The wind-dried sand was blowing across the wet surf sand leaving lines of white in the surf line. Millions of sea gulls were hunched into the wind. I leaned into the wind with them enjoying the wonderful few moments.
Mother was at the apartment when I got home, and she brought me five books on pen and pencil techniques. She took me on a hair-raising ride to the art supply store where she bought me real artist's pencils just like the ones I used to have when I was in college. She further buoyed me by telling me that she learned all her techniques by frankly copying the artists she admired. Now I shall copy away without guilt.
Raul to visit until midnight.
Lessa has been skipping school again which leads me to “confer” with the school this morning. Ugh! But the “ugh” is balanced by seven good hours sleep last night.
The therapist recommended Lessa stay in a home for runaways. We went with it. I called her school.
Joleen and I had a very important talk yesterday afternoon. She had been deeply hurt over the years by remarks I had made. They were judgmental and hurt, she said. I assured her that nothing I said was meant maliciously at all. Nothing I said was meant to hurt.
Lately I have been seeing her mainly as a friend to my friends, and I had been feeling left out. It was good to be able to say this to her. Jo told me that I had been introducing her as my friend, or my friend who collects artists, rather than as a writer. She had wanted to be called a writer. I couldn’t do this, I told her, for I have only seen two things she had ever written. Even I write more than she does.
She talked to Don about how she was feeling about me. Don said, “Tell her.”
Today, this spurred a communication between us that we have needed for years.
While we communicated, we had a constant battle with my usual influx of visitors, the kids, and Don. I just kept tossing them out as I felt that nurturing my friendship with Jo was the most important thing right then. We talked of our lives and our energies, our prejudices and bigotry’s, our children and our loves. We talked of the core group of us, and the peripheral people like Jim. They too affect us all.
Right at the end of the conversation, Raul and Will dropped in. Will was straight from the hospital and filled with painkillers for another migraine. We let them stay. I reintroduced Jo as my friend the writer, and she left with hugs and kisses. Pizza’s at Will’s house. Then Raul and I came here and talked my eyes drooping all the while. I wasn’t very good company. How well he fits me; how badly I fit him.

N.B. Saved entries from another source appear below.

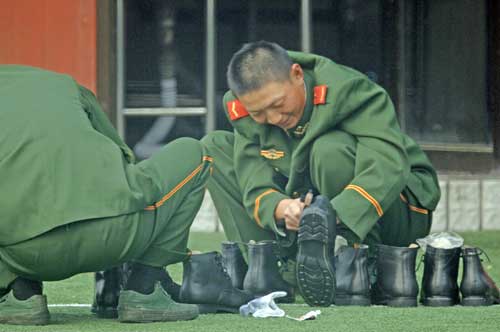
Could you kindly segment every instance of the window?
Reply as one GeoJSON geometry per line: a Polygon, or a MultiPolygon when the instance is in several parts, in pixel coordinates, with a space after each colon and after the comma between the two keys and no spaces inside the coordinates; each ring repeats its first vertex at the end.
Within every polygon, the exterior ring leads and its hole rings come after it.
{"type": "Polygon", "coordinates": [[[205,105],[205,6],[203,1],[125,1],[126,142],[147,158],[181,136],[201,138],[202,116],[147,116],[146,109],[205,105]],[[137,111],[140,113],[141,111],[137,111]]]}
{"type": "Polygon", "coordinates": [[[405,130],[424,147],[491,145],[486,2],[408,1],[404,19],[405,130]]]}

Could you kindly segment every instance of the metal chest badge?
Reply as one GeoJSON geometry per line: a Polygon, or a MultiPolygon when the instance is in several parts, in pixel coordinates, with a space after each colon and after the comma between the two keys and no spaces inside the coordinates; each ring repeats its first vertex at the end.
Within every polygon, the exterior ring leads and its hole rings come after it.
{"type": "Polygon", "coordinates": [[[278,151],[276,149],[260,150],[260,155],[264,158],[275,160],[275,159],[283,158],[285,156],[285,152],[278,151]]]}

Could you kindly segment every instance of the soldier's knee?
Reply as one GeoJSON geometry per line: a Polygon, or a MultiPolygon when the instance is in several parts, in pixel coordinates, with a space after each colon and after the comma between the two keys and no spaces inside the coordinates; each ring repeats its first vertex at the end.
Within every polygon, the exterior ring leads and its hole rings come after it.
{"type": "Polygon", "coordinates": [[[201,144],[208,150],[212,148],[221,148],[224,146],[232,146],[234,143],[234,134],[229,131],[215,130],[206,134],[201,139],[201,144]]]}
{"type": "Polygon", "coordinates": [[[200,141],[192,137],[177,138],[170,142],[169,145],[182,147],[184,151],[189,151],[193,155],[199,154],[201,156],[203,154],[203,146],[200,141]]]}
{"type": "Polygon", "coordinates": [[[352,161],[356,156],[356,139],[342,131],[334,131],[318,137],[311,148],[311,158],[316,161],[352,161]]]}

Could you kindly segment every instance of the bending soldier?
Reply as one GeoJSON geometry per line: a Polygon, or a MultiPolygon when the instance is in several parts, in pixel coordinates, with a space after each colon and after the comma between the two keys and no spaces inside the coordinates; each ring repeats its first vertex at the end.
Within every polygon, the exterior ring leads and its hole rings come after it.
{"type": "MultiPolygon", "coordinates": [[[[295,257],[293,239],[305,207],[299,197],[310,188],[327,198],[350,245],[408,246],[429,233],[440,197],[436,173],[401,132],[380,86],[324,57],[264,41],[233,55],[227,81],[223,105],[234,133],[202,142],[214,159],[208,188],[230,240],[277,237],[285,257],[307,265],[300,248],[295,257]]],[[[306,269],[326,271],[326,285],[335,277],[333,253],[317,255],[306,269]]],[[[324,292],[306,301],[318,304],[324,292]]]]}
{"type": "Polygon", "coordinates": [[[195,318],[159,281],[189,257],[211,161],[201,144],[135,164],[89,90],[37,68],[0,66],[0,100],[0,322],[46,324],[42,281],[127,261],[121,321],[195,318]]]}

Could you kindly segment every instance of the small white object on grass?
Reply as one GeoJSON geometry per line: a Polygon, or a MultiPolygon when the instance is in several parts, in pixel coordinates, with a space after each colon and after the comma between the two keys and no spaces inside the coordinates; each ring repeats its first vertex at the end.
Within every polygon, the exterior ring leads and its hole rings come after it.
{"type": "Polygon", "coordinates": [[[291,317],[291,316],[288,316],[286,315],[285,317],[286,318],[289,318],[289,319],[292,319],[292,320],[296,320],[298,322],[302,322],[304,320],[314,320],[316,319],[316,317],[318,317],[319,315],[321,314],[321,310],[313,310],[313,311],[309,311],[308,313],[306,313],[305,315],[302,315],[298,318],[295,318],[295,317],[291,317]]]}

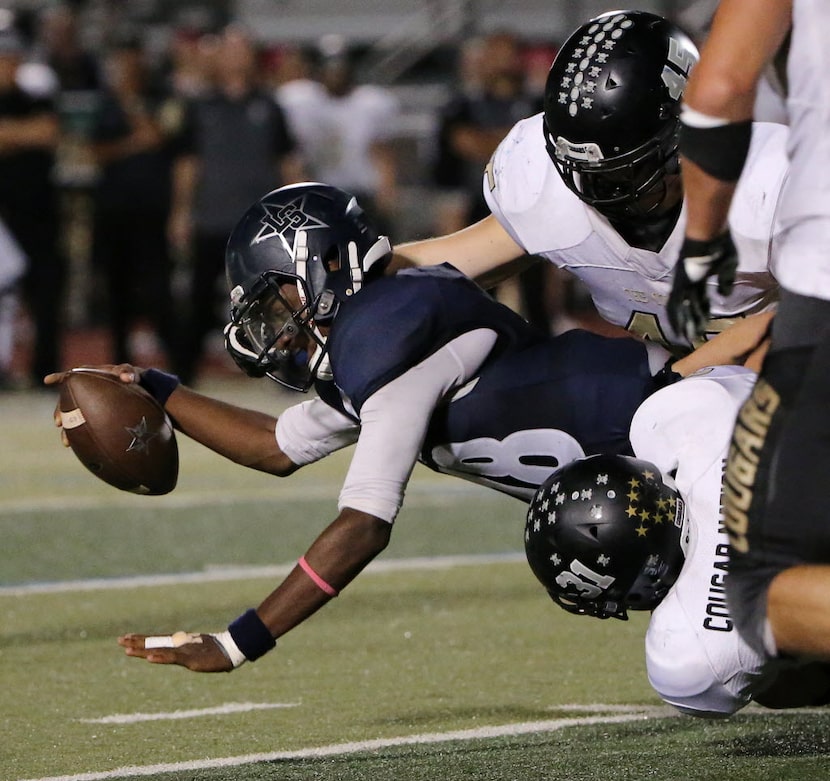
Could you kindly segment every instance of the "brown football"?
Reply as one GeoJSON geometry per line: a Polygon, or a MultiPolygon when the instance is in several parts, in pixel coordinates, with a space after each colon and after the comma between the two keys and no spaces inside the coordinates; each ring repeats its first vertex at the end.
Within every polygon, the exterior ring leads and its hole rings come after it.
{"type": "Polygon", "coordinates": [[[58,407],[70,447],[96,477],[135,494],[157,496],[176,487],[173,426],[139,385],[101,370],[73,369],[60,385],[58,407]]]}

My background thoughts are constantly with me despite all the things I do or think. How to help my children become decent adults by the time they are grown, and thinking of my life alone after they leave home are the two most important things on my mind right now. The kids, at the moment, are my job. Sure, I want a life and love for myself as well as time to work on my flaws so I can be a complete person, but right now my whole focus is on my kids.

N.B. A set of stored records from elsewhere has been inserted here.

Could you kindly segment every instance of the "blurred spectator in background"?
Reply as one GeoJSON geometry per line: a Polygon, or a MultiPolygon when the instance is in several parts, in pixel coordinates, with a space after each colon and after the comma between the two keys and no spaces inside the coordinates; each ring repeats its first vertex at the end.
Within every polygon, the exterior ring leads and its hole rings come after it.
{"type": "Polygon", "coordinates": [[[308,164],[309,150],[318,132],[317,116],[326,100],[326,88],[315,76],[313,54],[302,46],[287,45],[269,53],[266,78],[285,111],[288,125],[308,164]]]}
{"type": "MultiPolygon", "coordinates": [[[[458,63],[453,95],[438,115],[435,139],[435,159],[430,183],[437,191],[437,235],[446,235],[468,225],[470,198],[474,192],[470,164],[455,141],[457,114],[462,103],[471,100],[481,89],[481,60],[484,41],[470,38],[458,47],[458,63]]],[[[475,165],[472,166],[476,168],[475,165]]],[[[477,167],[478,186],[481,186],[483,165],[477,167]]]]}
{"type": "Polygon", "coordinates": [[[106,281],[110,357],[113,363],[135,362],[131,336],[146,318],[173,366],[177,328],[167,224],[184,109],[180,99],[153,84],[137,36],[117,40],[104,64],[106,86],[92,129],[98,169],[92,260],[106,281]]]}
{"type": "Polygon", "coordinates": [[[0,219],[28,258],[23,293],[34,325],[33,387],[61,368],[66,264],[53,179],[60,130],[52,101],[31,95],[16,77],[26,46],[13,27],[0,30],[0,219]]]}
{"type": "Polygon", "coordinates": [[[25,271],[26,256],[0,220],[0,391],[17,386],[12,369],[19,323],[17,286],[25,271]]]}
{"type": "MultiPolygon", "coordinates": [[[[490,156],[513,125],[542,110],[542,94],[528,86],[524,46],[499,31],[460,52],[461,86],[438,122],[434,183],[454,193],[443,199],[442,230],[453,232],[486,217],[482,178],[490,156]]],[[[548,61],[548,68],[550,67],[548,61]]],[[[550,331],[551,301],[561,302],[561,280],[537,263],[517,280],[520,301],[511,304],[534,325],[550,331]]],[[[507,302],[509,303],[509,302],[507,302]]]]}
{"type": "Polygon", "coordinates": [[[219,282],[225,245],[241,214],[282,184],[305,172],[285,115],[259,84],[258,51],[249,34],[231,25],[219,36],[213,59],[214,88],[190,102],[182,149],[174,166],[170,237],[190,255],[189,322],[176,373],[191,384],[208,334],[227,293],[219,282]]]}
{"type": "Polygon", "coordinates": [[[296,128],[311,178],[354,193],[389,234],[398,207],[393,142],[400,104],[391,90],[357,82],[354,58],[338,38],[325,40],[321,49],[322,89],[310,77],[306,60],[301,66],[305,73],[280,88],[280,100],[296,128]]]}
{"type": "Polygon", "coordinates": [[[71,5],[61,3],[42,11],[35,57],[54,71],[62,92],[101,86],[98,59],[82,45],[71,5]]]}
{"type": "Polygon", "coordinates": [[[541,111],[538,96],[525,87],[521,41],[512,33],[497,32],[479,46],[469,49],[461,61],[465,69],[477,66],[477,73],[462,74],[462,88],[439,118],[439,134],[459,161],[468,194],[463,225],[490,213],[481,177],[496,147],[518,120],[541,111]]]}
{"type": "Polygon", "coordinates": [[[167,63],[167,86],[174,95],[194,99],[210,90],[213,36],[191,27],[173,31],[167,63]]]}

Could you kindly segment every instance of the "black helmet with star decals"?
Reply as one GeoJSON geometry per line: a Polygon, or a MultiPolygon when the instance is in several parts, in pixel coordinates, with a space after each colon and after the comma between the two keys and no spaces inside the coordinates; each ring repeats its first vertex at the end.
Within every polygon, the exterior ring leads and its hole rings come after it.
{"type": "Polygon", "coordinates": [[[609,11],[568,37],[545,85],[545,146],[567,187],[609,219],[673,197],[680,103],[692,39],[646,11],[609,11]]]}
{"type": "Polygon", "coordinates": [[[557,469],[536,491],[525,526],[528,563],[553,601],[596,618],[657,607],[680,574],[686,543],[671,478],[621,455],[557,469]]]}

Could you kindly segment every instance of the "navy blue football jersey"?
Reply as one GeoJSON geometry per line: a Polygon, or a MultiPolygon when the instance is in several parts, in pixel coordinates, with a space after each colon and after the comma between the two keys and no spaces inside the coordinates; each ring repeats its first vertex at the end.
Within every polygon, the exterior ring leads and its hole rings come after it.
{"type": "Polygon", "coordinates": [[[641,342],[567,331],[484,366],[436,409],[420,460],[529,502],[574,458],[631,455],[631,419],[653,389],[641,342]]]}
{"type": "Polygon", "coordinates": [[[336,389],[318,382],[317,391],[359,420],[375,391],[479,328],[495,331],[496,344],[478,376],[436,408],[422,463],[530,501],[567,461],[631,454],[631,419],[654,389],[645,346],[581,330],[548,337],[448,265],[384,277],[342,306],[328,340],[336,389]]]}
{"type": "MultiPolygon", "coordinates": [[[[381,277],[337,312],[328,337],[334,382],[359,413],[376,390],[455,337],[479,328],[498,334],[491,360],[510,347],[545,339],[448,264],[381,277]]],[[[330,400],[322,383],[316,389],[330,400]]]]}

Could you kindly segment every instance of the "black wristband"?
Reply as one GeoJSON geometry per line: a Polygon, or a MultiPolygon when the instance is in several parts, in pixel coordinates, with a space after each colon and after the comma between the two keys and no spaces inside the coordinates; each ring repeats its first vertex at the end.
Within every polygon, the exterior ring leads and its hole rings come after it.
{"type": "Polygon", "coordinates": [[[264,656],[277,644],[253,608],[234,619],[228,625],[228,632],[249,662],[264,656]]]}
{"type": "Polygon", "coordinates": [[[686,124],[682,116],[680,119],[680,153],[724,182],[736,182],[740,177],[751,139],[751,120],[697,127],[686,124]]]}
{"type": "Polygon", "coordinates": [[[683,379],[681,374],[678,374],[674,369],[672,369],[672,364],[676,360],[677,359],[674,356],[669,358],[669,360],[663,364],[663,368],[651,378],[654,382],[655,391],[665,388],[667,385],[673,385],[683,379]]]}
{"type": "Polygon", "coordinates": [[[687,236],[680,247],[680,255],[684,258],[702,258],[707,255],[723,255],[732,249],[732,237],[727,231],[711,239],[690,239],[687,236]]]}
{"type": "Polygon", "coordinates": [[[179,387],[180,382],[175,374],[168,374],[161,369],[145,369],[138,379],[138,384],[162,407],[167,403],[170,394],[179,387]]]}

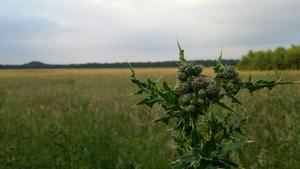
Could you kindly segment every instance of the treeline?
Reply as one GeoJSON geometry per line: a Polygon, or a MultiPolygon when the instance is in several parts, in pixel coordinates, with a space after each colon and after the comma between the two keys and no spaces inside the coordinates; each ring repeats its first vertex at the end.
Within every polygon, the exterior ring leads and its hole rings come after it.
{"type": "MultiPolygon", "coordinates": [[[[215,65],[215,60],[196,60],[195,62],[203,66],[215,65]]],[[[164,61],[164,62],[133,62],[130,63],[133,67],[177,67],[178,61],[164,61]]],[[[227,65],[237,65],[238,60],[223,60],[227,65]]],[[[122,63],[87,63],[87,64],[45,64],[42,62],[30,62],[23,65],[0,65],[0,69],[60,69],[60,68],[128,68],[127,62],[122,63]]]]}
{"type": "Polygon", "coordinates": [[[290,48],[278,47],[275,50],[252,51],[242,57],[239,69],[300,69],[300,45],[290,48]]]}

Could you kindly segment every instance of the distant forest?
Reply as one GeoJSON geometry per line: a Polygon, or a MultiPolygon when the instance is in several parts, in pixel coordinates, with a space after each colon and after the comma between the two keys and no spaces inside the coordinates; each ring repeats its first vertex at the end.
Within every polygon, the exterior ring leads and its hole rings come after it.
{"type": "MultiPolygon", "coordinates": [[[[215,60],[194,60],[203,66],[214,66],[215,60]]],[[[177,67],[178,61],[132,62],[133,67],[177,67]]],[[[224,64],[238,66],[240,70],[284,70],[300,69],[300,45],[289,48],[277,47],[275,50],[252,51],[242,56],[241,60],[224,59],[224,64]]],[[[61,68],[128,68],[122,63],[86,63],[86,64],[45,64],[38,61],[22,65],[0,65],[0,69],[61,69],[61,68]]]]}
{"type": "Polygon", "coordinates": [[[300,45],[275,50],[252,51],[244,55],[238,64],[239,69],[300,69],[300,45]]]}
{"type": "MultiPolygon", "coordinates": [[[[195,62],[202,64],[203,66],[215,65],[215,60],[196,60],[195,62]]],[[[133,67],[177,67],[178,61],[165,61],[165,62],[133,62],[130,63],[133,67]]],[[[237,65],[238,60],[223,60],[224,64],[237,65]]],[[[23,65],[0,65],[0,69],[43,69],[43,68],[128,68],[129,65],[126,62],[123,63],[87,63],[87,64],[45,64],[42,62],[30,62],[23,65]]]]}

Basic nutrition. How to make the most of my ‘food money’ so that the kids get three meals, or that three meals a day are available to them. I have been strongly encouraging them to partake of them so that the disaster that happened to Lessa will not be repeated. I am sure that the kids just see me as a bitchy, old, complaining woman. I worry that Lenora’s stubborn streak will prevent her from opening up and learning some vital task that might help her to survive. I worry that Lessa’s irresponsibility will kill her sooner rather than later.
Is my idea of stability important? I have felt that keeping this apartment so that the three of us will have some constant is one of the most important things of all. Despite the cost, I decided to keep this place because the kid’s reacted so strongly when PAH moved so often. The repeated raises in the apartment rent have made this goal so very fragile.
Home from the “home,” Lessa doesn’t want to go to school. She tells this to all of us. Now she is going through the full battery of psych tests, and meetings have been arranged with the school counselors and our therapists to discuss the problem. A change of schools? My children must go to school. This is the only issue in my kid’s lives that I have not hemmed and hawed about. On any other issue, I will make compromises, but not this one. Even Lessa admits that, except for disagreements with her sister, she has no complaints with the house and its rules.
Continuation school is the solution, they tell me.
Lessa is home now from her first day at the new school. She loves it. Yea! Let us hope the honeymoon lasts.